By "fuel input line", I'm going to assume you mean the line from the pump to the rail (well, filter in between, too). I would call this the "feed" line, but that may not be the "official" name.
Anyway, the fuel input line is bigger than the return line because much of the fuel sent from the tank will be lost through the injectors, and only the surplus will need to pass through the return line. So, suppose the input line can flow 4L / minute, and the injectors shoot out 2L in a minute, you'll probably need a return line that can flow 2L / minute (the remainder). It's probably a bit more complicated, but that's the general idea.
If the AFPR/return line combination can't return the "correct" (adequate) amount of unused fuel, there are two counter-actions:
1) The fuel pressure will go up, and the injectors will be forced to allow more fuel to pass through them per "squirt".
2) The fuel pump motor will be reduced in efficiency, heat up, and burn out (over a long period of time, probably). The opposite effect can be observed with a vacuum cleaner: plug the "sucking end" completely, and you'll hear the motor's RPM decrease as it strains to fight the increased vacuum (in the car's case, it would be increased pressure, but both amount to a form of physical resistance). The motor will begin to heat up as well.*
Chances are, you'll get a combination of the two things... when all injectors are closed, the fuel pump will be strained; when open, an injector itself will be stressed from the pressure, and you may have problems... but probably not until very high pressures (90 PSI). The other potential problem is decreased fuel efficiency caused by injectors passing more fuel than necessary. But it's better than running too lean.
- b.
* Why will an electric motor burn out when contending with massive physical resistance?
A typical motor will have a few coils of wire that act as electromagnets, and they are activated in sequence by contacts mounted on the motor shaft itself.

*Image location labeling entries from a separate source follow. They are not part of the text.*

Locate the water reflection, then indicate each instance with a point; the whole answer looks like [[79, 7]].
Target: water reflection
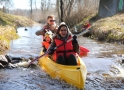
[[28, 43]]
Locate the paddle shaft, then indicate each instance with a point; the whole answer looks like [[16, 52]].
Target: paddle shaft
[[50, 51]]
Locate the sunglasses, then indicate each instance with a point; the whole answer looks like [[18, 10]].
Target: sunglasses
[[52, 20]]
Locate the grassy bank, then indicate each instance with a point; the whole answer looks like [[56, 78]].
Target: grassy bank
[[110, 29], [8, 25]]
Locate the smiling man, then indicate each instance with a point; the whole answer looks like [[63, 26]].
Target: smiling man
[[50, 25]]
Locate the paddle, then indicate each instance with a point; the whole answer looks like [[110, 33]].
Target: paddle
[[50, 51]]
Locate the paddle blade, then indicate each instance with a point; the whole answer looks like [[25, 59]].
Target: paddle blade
[[83, 49]]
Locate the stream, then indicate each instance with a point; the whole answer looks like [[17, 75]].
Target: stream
[[104, 65]]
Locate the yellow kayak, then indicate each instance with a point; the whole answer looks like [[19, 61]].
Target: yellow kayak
[[74, 75]]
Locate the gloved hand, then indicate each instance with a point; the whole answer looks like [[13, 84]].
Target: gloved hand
[[74, 38]]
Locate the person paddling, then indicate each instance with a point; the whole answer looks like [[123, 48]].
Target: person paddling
[[47, 41], [50, 25], [66, 54]]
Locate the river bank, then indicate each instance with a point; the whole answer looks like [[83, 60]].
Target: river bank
[[9, 24]]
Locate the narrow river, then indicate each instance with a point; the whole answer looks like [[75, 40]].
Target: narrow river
[[103, 62]]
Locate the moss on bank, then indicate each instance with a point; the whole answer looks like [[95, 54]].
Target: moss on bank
[[8, 25], [110, 29]]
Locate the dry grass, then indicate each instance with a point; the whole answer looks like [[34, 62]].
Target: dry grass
[[110, 29], [9, 23], [7, 33]]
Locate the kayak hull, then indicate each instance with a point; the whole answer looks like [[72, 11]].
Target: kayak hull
[[74, 75]]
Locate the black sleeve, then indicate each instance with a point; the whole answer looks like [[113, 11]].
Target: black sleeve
[[51, 48]]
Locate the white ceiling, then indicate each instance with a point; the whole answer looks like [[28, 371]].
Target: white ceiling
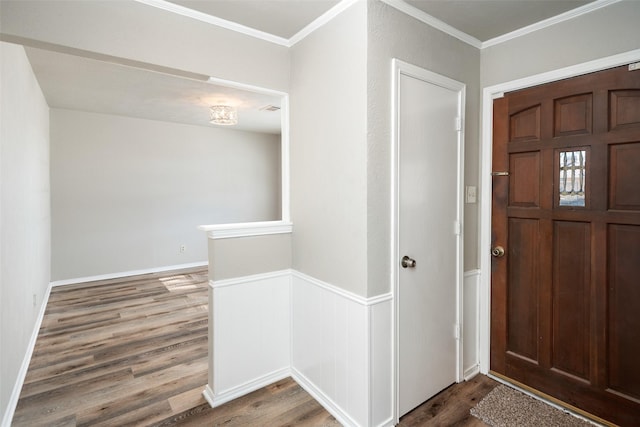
[[487, 19], [78, 83], [481, 19]]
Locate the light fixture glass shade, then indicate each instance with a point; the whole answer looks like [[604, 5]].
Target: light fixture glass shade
[[223, 115]]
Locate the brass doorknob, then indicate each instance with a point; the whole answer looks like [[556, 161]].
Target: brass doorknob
[[497, 252]]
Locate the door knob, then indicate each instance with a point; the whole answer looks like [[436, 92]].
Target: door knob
[[497, 252], [408, 262]]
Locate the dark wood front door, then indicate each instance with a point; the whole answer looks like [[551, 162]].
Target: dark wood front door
[[565, 302]]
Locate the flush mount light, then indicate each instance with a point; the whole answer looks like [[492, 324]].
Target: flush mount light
[[223, 115]]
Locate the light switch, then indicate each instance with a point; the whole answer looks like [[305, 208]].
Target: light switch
[[470, 194]]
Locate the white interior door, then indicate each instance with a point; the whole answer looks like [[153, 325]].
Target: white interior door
[[429, 146]]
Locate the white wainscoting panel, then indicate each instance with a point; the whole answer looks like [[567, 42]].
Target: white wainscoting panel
[[334, 337], [381, 353], [251, 334], [470, 327]]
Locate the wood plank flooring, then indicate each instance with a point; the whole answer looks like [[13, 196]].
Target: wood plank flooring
[[133, 351]]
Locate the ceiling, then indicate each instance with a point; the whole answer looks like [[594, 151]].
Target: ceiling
[[481, 19], [78, 83], [84, 84]]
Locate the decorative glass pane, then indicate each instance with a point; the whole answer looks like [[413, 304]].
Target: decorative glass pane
[[572, 178]]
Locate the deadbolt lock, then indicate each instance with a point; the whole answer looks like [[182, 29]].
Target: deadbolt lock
[[408, 262], [497, 252]]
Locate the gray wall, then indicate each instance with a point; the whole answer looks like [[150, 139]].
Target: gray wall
[[245, 256], [329, 152], [602, 33], [25, 248], [392, 34], [126, 193]]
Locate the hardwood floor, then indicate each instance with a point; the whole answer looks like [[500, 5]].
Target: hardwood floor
[[134, 352]]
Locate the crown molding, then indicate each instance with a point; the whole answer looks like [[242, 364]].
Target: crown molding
[[400, 5], [566, 16], [209, 19], [321, 20], [433, 22]]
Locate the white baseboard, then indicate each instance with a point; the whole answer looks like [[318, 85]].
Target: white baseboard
[[324, 400], [22, 373], [253, 385], [128, 273]]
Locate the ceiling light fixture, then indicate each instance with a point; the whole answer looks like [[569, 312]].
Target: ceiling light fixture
[[223, 115]]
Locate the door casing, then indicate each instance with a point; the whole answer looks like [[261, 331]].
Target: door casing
[[488, 95], [402, 68]]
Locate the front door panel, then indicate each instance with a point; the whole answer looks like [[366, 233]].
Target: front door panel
[[566, 295]]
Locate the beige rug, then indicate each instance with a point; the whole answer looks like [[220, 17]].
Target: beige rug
[[506, 407]]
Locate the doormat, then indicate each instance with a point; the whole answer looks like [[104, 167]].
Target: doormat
[[506, 407]]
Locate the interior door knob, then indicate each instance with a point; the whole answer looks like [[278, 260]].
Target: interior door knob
[[497, 252], [408, 262]]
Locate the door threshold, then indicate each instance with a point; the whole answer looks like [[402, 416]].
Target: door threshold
[[550, 400]]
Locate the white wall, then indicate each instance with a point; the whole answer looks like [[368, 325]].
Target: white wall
[[25, 249], [329, 152], [126, 193]]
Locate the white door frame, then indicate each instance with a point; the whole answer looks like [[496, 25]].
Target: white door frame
[[488, 95], [402, 68]]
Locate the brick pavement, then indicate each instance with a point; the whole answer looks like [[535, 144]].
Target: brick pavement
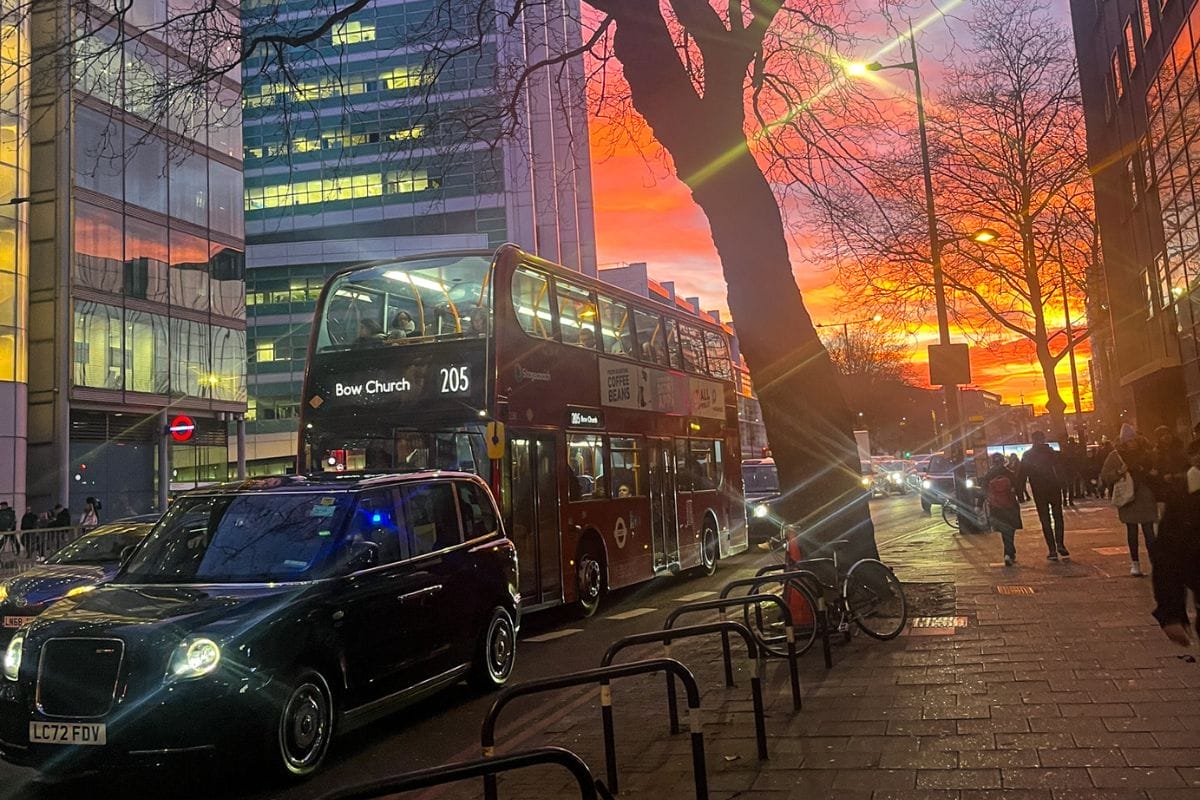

An active coil will magnetically coax the motor to turn part of a revolution, switching the contacts and activating the next coil, which will cause further turning, and so on. Now, the coils are just big loops of wound wire; not too much resistance, and high-current in large motors. The wire in the coils gets hot as it tries to dissipate the excess power (measured in Watts; this power lost as heat can be used to calculate the motor's efficiency). Anyway, in a three-coil motor, as long as the motor keeps turning, each coil is only passing current 1/3 of the time, but dissipating heat all the time. No problem. But when you force the motor to run really slowly (in other words, when the physical load on the motor is too large), each coil stays active longer during a cycle, heating up to "unsafe" levels. At some point, the excess heat will damage the coils (perhaps burning through the insulation on the wires -- usually enamel on bare copper -- causing a short, and reducing the coils ability to produce a strong magnetic field). Then the motor is "burnt out". Note: this is simply my understanding, and I welcome corrections.
[Edit] Fixed some wording and some mismatched parentheses. I'm German; I'm pedantic. Sue me.